It’s a tour de force of a song, and the slightly weathered performance only helps us believe that Townes really has been down in that hole. Whether he ever got out is another matter entirely.

The four songs that follow the live show are studio cuts of Townes and his guitar, made just weeks before the long decades of self-mortification finally caught up with him. They are not for the faint of heart. Townes, just in his fifties, is clearly dying, and it’s a painful and disturbing thing to hear. He starts with two original blues, his fingers trembling on the fretboard, his voice a pained gasp. It’s the sound of a musician whose body is giving out on him, whose ability to do what he loves has escaped him. The most harrowing moment comes when he gets to “Nothin'”, already perhaps his bleakest song. Little bursts of the once beautiful finger-picked melody occur here and there, but he can’t sustain it: the tune is shattered, in pieces. In a way, it’s the one song that works, but not necessarily in a good way: the experience of hearing Townes attempt such a devastating song in a state of such profound devastation is frightening, to say the least. By the end, he sounds near collapse. He quits playing guitar, and silence descends in the studio. You think for a moment that the song’s over, but the silence is loaded with his presence. What the hell is he doing? Why the dead air? His voice returns from nowhere, unaccompanied, to spit out these words in a voice too weary for the world:

Being born is going blind
And bowing down a thousand times.

What are we to make of the release of these songs, showcasing a beloved artist in such a state? Some, surely, will see it as something like “outsider art”, art on the extremes or margins of the human condition. Some will classify it with post-acid Syd Barrett or post-asylum Skip Spence, and take the condition of the singer, wracked with the shakes, as proof of the “authenticity” of the songs.

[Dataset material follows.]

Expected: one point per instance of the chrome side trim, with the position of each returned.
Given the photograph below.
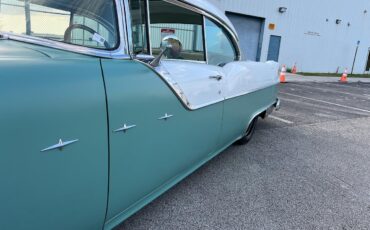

Well, he was always authentic. But what I hear is one of the greatest singer-songwriters of all time in ruin, and I don’t know that it needed to be heard. Those who haven’t heard him before will come away from these songs with a grievously inaccurate impression, and those of us who have been touched by the power and beauty of his music will be distressed by what can only be described as the fetishization of his pain.

Hardcore Townes fans will want this, and should get it, and most of the album is pretty damn good. But unless you’re a glutton for other people’s pain, be prepared for those four songs.